NEW YORK | Tue Dec 11, 2012 1:03pm EST
NEW YORK (Reuters) - Clearwire Corp (CLWR.O) shares rose 12.9 percent on Tuesday after a CNBC report that the wireless service provider's biggest shareholder, Sprint Nextel (S.N), was moving closer to a deal to buy the rest of the company.
Citing unnamed people close to the situation, CNBC said Sprint was in active discussions to buy 49 percent of Clearwire and that a deal may be announced before year's end.
Sprint wants a Clearwire deal in order to gain full ownership of its wireless spectrum and has been in continuing negotiations, but it is in no rush to finalize a deal, people familiar with the matter have told Reuters previously.
While the timing of a deal is unclear, it had been planned for around the middle of next year, one of the people said.
The people asked not to be named because the matter is not public. Sprint and Clearwire declined to comment.
Clearwire, whose biggest customer is also Sprint, has been looking to raise new financing as it could run out of money by the end of the third quarter of 2013.
CNBC reported that Sprint has been in talks with other Clearwire shareholders, which include Bright House, Intel Corp (INTC.O) and Comcast Corp (CMCSA.O) in recent days to buy their stock at about $3.00 per share, according to the story.
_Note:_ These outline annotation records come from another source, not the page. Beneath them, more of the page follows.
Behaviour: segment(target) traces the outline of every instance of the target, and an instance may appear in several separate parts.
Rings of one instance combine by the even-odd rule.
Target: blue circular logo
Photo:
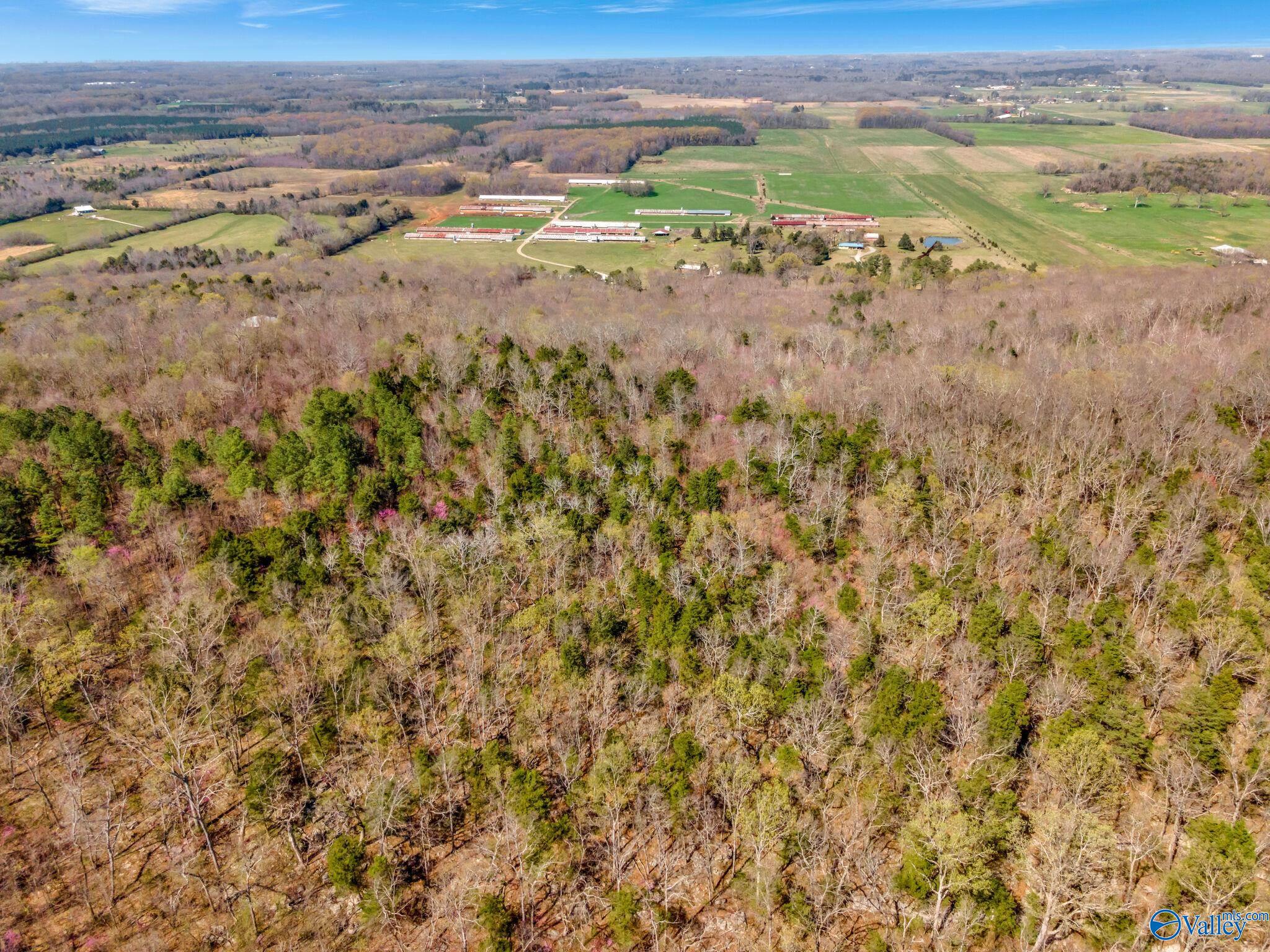
[[[1161,942],[1172,942],[1182,930],[1182,919],[1172,909],[1157,909],[1152,913],[1147,928]]]

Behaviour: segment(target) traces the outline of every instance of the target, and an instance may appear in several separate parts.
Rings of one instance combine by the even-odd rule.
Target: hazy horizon
[[[60,0],[3,8],[0,61],[366,62],[1270,47],[1217,0]],[[1185,25],[1184,25],[1185,24]],[[1245,30],[1246,33],[1246,30]],[[83,51],[83,56],[67,56]]]

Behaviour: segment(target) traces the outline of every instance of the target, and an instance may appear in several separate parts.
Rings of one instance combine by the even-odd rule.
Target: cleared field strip
[[[132,235],[104,248],[71,251],[60,258],[50,258],[47,261],[28,265],[28,269],[39,274],[61,268],[83,268],[85,265],[100,264],[107,258],[118,256],[126,250],[164,251],[187,245],[268,251],[276,249],[278,234],[286,222],[276,215],[232,215],[224,212],[173,225],[170,228],[150,231],[145,235]]]
[[[767,176],[773,202],[806,204],[886,218],[928,215],[931,206],[898,175],[794,174]]]
[[[70,211],[41,215],[36,218],[0,225],[0,239],[15,235],[39,236],[48,245],[77,245],[97,239],[113,239],[135,228],[147,227],[171,217],[170,211],[140,208],[104,208],[99,217],[71,215]]]

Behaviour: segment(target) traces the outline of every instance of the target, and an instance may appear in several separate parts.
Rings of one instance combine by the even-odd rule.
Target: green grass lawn
[[[145,235],[119,239],[104,248],[71,251],[60,258],[50,258],[47,261],[29,265],[29,270],[38,274],[61,268],[83,268],[100,264],[107,258],[117,256],[127,249],[160,251],[185,245],[199,245],[202,248],[244,248],[248,251],[284,250],[278,249],[276,245],[278,232],[282,231],[284,225],[286,222],[276,215],[232,215],[222,212],[182,225],[173,225],[170,228],[163,228],[161,231],[150,231]]]
[[[974,133],[977,146],[1059,146],[1062,149],[1090,149],[1100,146],[1152,146],[1185,142],[1135,126],[1034,126],[1008,122],[970,122],[965,128]]]
[[[735,171],[688,171],[679,174],[653,174],[657,179],[668,179],[674,184],[688,185],[693,189],[701,190],[707,189],[710,192],[732,193],[735,195],[749,195],[751,198],[758,194],[758,180],[756,179],[757,173],[735,173]],[[643,175],[631,175],[630,178],[644,178]],[[705,194],[700,192],[700,194]]]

The report said that Sprint's offer price for the 488 million shares that are held by the public remains unclear.
According to the latest regulatory filings, Comcast has 6 percent of Clearwire's voting shares while Intel has 6.4 percent and Bright House has 0.6 percent.
Clearwire shares rose 31 cents, or 12.9 percent, to $2.71 on Nasdaq after the report.